Stimming: The individual in the video can be seen rocking back and forth at times, and bringing the toy close to his face. This is called stimming, or self-stimulation. It can include rocking, flapping, jumping, hyperfocusing and other repetitious or unique movements.
In addition to these behaviors, many individuals with autism are unable to respond to verbal commands. They may also show unique interest in toys or childlike topics regardless of their age.
The Need For Training
At the National Autism Association, we advocate for those with autism at highest risk of injury or death.
Over the last several years, we have worked on federal legislation that will help provide police training. Such training would allow first responders to not only help prevent missing-person incidents, but train them on how to respond to — and interact with — persons with autism. The bill unanimously passed in the U.S. Senate last week, and now needs to pass in the House.
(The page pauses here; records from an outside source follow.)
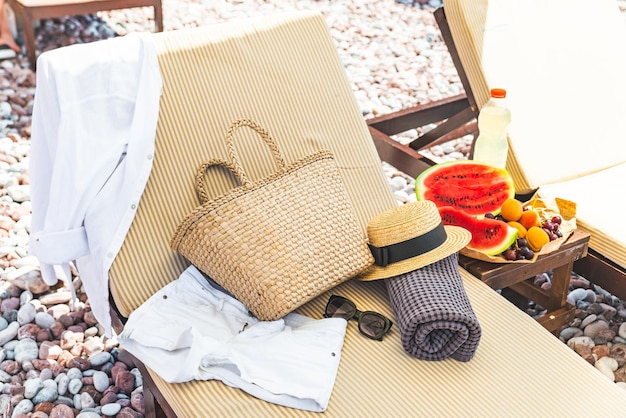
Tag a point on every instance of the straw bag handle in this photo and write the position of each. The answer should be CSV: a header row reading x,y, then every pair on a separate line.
x,y
203,196
238,169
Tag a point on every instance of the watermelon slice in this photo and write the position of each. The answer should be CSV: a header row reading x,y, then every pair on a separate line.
x,y
489,236
473,187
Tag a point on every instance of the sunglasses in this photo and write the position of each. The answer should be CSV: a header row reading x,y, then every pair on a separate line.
x,y
371,324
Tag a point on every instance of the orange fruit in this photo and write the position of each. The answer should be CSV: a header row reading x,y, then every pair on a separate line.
x,y
529,218
521,230
511,209
537,238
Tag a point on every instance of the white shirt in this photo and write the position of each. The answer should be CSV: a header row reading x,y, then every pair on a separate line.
x,y
190,330
93,130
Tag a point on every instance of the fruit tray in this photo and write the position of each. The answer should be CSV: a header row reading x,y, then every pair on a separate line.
x,y
565,210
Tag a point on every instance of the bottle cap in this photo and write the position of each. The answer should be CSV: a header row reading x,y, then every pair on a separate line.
x,y
498,93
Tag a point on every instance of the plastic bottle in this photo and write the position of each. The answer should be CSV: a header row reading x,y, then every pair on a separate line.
x,y
494,118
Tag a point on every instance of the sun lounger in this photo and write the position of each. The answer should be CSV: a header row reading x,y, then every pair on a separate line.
x,y
284,72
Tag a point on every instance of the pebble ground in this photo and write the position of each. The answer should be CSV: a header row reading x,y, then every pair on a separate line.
x,y
55,362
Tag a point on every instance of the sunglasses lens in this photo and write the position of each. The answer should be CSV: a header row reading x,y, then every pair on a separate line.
x,y
372,325
340,308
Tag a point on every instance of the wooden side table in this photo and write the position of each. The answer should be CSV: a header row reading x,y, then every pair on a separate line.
x,y
518,277
27,11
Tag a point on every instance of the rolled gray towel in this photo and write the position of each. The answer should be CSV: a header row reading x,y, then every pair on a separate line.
x,y
434,314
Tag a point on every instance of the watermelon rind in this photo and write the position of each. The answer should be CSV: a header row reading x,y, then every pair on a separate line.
x,y
471,186
482,231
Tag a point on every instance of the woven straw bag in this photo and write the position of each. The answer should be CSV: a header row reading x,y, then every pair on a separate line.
x,y
278,242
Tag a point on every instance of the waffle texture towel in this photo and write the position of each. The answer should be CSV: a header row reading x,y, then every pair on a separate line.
x,y
434,314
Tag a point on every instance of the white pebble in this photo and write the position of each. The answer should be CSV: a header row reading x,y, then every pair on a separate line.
x,y
583,340
26,314
607,365
111,409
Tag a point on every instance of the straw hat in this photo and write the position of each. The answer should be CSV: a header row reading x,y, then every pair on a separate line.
x,y
409,237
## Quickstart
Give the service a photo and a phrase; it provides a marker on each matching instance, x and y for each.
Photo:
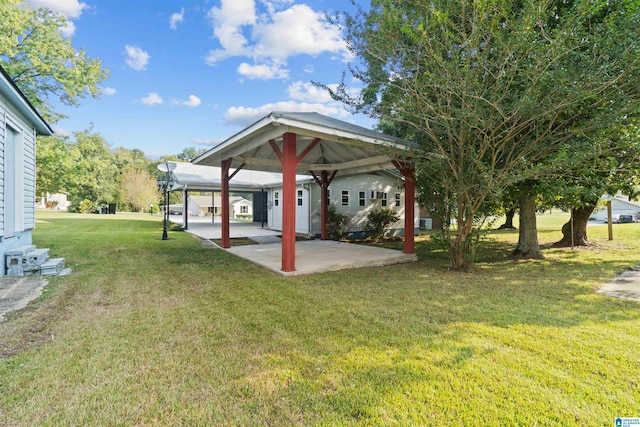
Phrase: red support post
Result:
(324, 205)
(289, 163)
(407, 170)
(224, 198)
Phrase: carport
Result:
(311, 144)
(187, 177)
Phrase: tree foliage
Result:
(42, 61)
(139, 190)
(492, 89)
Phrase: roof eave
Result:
(11, 91)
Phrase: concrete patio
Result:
(313, 256)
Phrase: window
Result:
(345, 198)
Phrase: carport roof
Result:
(208, 178)
(327, 144)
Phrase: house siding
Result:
(308, 216)
(24, 181)
(29, 183)
(354, 184)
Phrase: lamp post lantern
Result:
(166, 168)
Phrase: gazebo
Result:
(310, 144)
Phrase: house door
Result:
(302, 211)
(276, 209)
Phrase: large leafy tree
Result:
(139, 189)
(42, 61)
(94, 175)
(492, 89)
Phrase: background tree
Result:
(94, 175)
(491, 90)
(190, 153)
(53, 165)
(139, 189)
(42, 62)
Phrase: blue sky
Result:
(191, 73)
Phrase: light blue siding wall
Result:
(3, 126)
(25, 180)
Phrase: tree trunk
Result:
(580, 219)
(528, 246)
(508, 222)
(459, 246)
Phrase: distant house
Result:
(53, 201)
(620, 205)
(19, 125)
(205, 206)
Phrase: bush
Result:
(379, 220)
(336, 223)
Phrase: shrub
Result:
(379, 220)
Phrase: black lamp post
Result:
(167, 168)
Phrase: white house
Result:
(620, 205)
(353, 195)
(19, 125)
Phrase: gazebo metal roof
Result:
(332, 144)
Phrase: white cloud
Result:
(245, 116)
(193, 101)
(270, 39)
(152, 99)
(228, 21)
(69, 9)
(176, 18)
(207, 141)
(136, 58)
(307, 92)
(262, 71)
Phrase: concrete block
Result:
(35, 259)
(52, 267)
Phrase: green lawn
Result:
(151, 332)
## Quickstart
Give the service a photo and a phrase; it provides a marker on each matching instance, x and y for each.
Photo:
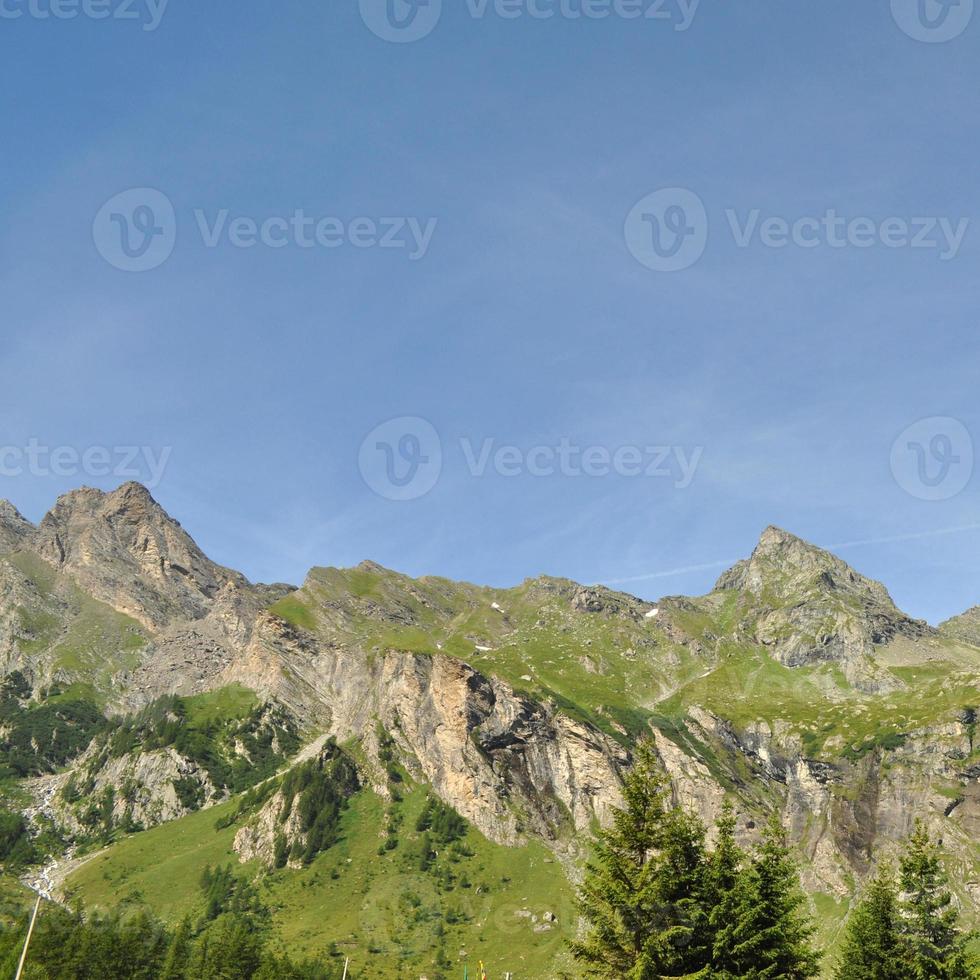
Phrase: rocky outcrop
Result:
(15, 530)
(364, 654)
(965, 627)
(125, 550)
(144, 789)
(508, 764)
(807, 606)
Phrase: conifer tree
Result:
(873, 945)
(765, 931)
(642, 895)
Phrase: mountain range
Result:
(160, 712)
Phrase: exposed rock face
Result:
(488, 751)
(125, 550)
(355, 649)
(15, 530)
(143, 789)
(965, 627)
(810, 607)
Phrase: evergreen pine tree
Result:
(872, 947)
(766, 933)
(935, 948)
(641, 895)
(178, 953)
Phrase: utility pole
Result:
(27, 941)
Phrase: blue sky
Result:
(787, 373)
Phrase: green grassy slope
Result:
(382, 911)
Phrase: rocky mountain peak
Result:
(787, 567)
(15, 529)
(126, 550)
(965, 627)
(809, 606)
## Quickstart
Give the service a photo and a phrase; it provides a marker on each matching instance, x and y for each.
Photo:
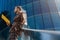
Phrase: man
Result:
(19, 21)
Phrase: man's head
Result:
(17, 9)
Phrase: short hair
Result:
(19, 7)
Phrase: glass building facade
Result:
(41, 14)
We call on our representatives in Congress to support H.R. 4919, Kevin & Avonte’s Law, and on our community members to contact their local representatives to support this critical legislation.
We also hope you’ll take a moment to share this video in partnership with our friends at Autism Society of Central Texas. The link also includes our downloadable toolkit for First Responders. The video and toolkit are completely free of charge.
Taking Steps Towards Protection & Progress
Over the last ten years, NAA has worked to create resources to help caregivers, first responders and teachers protect individuals with autism. These resources include:
- NAA’s Big Red Safety Box: Primary caregivers can apply for a free box here.
- NAA’s Big Red Safety Toolkit for First Responders can be downloaded for free here.
- NAA’s Big Red Safety Toolkit for Teachers: Teachers can apply for a free toolkit here.
Because each person with autism is different and has unique behaviors, we also strongly encourage caregivers and care providers to introduce their child, adult, or client with autism to members of law enforcement regardless of general training. A profile form for each individual can be downloaded and customized.
In addition to training and resources, we need understanding, compassion, and unity now more than ever. There are many wonderful service professionals across the U.S. who demonstrate this each day, such as Mr. Kinsey and Officer Tim Purdy. It is our hope that we recognize these professionals, follow their lead and work together to create a safe world for all individuals with disabilities and their caregivers.